Currently, Chamadiya is still living with her parents. Sonal Jotnigiya still works as a female health worker, keeping herself busy caring for women in the many villages surrounding Dwarka. The ­anganwadi teacher, Bavna Nayani, makes a point to say that she’s still in Shivrajpur running the school, caring for children and helping with Mamta Days.

Nayani is from the same village as Chamadiya and like many other women in her community, only studied until grade seven and then left school to help her family. She says she is the only woman in her family that is unmarried and working but takes great pride in the fact that she is able to care for herself and other women. She says she is happy with the work she does and enjoys helping the women and children that come to the anganwadi.

“[Chamadiya’s] situation is sad,” said Nayani after hearing about Chamadiya’s newborn. “They shouldn’t blame her, but this happens to many women like her.”

On Feb. 5, 2018, Chamadiya gave birth to a baby girl at the government hospital in Dwarka with the help of Jotnigiya.
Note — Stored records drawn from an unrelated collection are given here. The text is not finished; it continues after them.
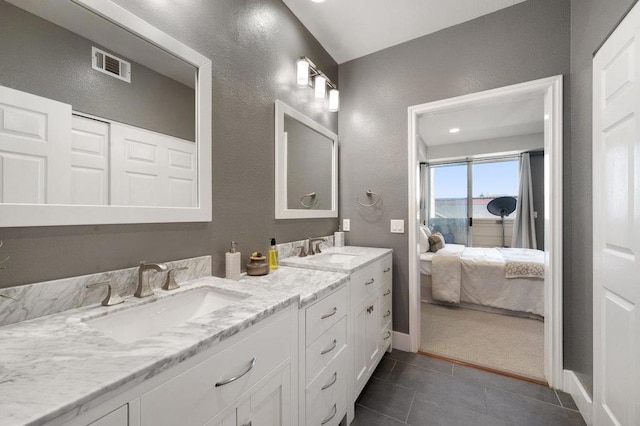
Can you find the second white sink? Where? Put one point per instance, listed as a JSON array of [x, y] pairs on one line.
[[150, 319]]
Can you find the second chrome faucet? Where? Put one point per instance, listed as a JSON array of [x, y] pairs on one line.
[[144, 289]]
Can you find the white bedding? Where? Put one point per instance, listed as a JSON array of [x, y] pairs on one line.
[[477, 275]]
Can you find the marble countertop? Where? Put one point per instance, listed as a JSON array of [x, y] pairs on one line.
[[57, 365], [360, 257]]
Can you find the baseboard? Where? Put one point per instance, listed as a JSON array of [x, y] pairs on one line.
[[401, 341], [573, 386]]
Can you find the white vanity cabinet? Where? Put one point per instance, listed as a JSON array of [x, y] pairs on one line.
[[371, 299], [324, 360]]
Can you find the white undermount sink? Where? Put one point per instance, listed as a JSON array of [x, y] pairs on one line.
[[332, 258], [150, 319]]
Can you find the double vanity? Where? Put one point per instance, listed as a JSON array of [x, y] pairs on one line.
[[293, 347]]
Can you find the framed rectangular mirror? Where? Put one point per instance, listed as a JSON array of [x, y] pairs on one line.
[[306, 166], [104, 119]]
Jotnigiya says she struggled to push the baby out at first. The doctor had to perform an episiotomy — an incision in the vaginal area to enlarge the opening for the baby to pass through — to help Chamadiya during labour. In the end, she delivered a healthy baby girl.

Nayani says Chamadiya told her there weren’t any signs of her husband taking her back, so she’ll continue to live with her parents with their new family member by her side.
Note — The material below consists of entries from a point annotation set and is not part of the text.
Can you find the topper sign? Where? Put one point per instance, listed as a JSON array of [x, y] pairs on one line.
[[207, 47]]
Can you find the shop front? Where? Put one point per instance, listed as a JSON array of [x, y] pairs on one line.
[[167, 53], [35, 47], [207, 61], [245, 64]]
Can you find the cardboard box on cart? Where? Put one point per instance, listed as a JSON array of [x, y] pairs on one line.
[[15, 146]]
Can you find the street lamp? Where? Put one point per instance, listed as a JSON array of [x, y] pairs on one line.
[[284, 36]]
Chamadiya now has the option to continue to go Mamta Days up until her daughter turns five to make sure they are both healthy. Her daughter will get standard immunizations and vitamin injections and Chamadiya’s post-natal health, including iron levels and weight, will be monitored. Chamadiya will also be taught basics like how to breastfeed and what to do when her baby is sick.

Despite not having her husband around, Chamadiya is happy with her newborn. With the support of people like Jotnigiya and Nayani, she is not alone. She says she is glad she learned about the Mamta Days and attended them.

In Hindi, the word mamta means motherly love.

The government’s Mamta Days, in combination with the people running them, give women the help they need to deliver babies in a safe environment and feel motherly love for the first time.

But the guidance many women can receive — if they know about it, are offered it and are willing to accept it — can also give them the opportunity to feel love for themselves and understand exactly what their bodies are capable of.

Mamta means motherly love, but it represents the strength of a woman’s love for herself and her children and the positive effects that can come from loving others and loving oneself.